After millions of years, why are carnivorous plants still so small?

Prey Size, Risk, and “Mama Bear” Limits

  • Larger mobile animals can usually escape and badly damage traps (breaking stalks, tearing sacs, crushing leaves).
  • Several reports of pitcher plants killing mice and even a monkey infant suggest small mammals are possible, but not reliable prey.
  • Some argue larger prey would trigger protective behavior from parents (“Mama Bear barrier”), raising plant damage risk. Others note many predators already target juveniles, so this is not a decisive argument.

Nutrient Economics & Habitat Constraints

  • Multiple comments align with the article: carnivory mainly supplements nitrogen (and sometimes phosphorus) in very poor, wet soils where growth is otherwise limited.
  • One perspective: photosynthesis already supplies far more energy than meat could, so bigger traps give diminishing returns.
  • Another detailed thread debates whether nitrogen or phosphorus is the key limiting nutrient in bogs/swamps; consensus in the thread: nitrogen is usually more limiting there, phosphorus less so.

Fungi, Roots, and Cultivation Observations

  • Anecdote from a commercial Venus flytrap grower: in nutrient-rich soil, cloned plants quickly died from fungal root attack, suggesting they’ve lost costly antifungal defenses adapted to “food desert” soils.
  • Others generalize with experiences of Madrone, mango, lychee, and houseplants: too much water and nutrients often lead to root rot. Hydroponics is described as prone to algae/mold unless thoroughly sanitized.
  • Another commenter notes that most conventional plants depend on mycorrhizal fungi, unlike many carnivorous plants in extremely poor soils.

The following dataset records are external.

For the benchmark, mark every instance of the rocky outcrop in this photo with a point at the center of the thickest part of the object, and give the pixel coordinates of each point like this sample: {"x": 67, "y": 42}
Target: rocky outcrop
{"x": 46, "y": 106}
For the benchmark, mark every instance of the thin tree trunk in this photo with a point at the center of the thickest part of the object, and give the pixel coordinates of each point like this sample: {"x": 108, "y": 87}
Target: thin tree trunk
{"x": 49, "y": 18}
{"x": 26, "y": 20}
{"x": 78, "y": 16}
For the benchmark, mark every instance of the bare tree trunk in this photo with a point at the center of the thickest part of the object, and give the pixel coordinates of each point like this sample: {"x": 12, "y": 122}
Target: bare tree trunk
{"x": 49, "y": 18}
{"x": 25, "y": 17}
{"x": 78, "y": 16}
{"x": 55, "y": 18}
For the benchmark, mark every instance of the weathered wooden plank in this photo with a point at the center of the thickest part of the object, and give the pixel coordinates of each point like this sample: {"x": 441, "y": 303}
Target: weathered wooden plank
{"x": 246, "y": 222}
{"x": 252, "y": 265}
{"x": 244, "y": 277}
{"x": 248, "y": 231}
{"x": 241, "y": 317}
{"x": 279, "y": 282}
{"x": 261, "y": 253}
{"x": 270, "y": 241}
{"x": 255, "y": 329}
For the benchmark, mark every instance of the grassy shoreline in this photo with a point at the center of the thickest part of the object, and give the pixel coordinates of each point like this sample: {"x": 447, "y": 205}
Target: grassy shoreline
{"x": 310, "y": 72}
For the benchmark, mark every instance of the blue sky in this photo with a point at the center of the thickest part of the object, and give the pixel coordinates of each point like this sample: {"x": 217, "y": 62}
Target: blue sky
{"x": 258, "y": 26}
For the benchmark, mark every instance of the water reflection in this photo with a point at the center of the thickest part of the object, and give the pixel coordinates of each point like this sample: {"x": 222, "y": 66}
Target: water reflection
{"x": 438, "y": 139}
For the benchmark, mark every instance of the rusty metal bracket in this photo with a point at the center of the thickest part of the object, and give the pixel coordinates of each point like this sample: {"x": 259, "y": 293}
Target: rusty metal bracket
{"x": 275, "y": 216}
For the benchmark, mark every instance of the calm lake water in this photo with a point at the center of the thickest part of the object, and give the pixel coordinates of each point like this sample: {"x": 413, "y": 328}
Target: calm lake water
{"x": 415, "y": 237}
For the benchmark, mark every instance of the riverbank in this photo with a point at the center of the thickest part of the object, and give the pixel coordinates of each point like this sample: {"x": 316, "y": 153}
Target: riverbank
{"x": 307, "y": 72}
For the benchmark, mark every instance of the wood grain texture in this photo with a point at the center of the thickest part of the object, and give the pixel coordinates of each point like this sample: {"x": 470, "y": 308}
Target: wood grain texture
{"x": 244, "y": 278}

Broader and Borderline Carnivory

  • Examples raised of “quasi-carnivorous” or fertilizer-exploiting plants: brambles trapping sheep, coconut trees killing with falling nuts, devil’s-claw trees whose sticky seeds kill birds, trees and pitcher plants that attract animals to defecate into or near them.
  • Discussion on why there are few plant-on-plant predators points to the success of parasitic plants (like mistletoe) and the difficulty of evolving chewing/biting with rigid cell walls.

Evolutionary Constraints & Dead Ends

  • One commenter models carnivory as many narrow, local fitness peaks: useful only under specific conditions and easily outcompeted elsewhere.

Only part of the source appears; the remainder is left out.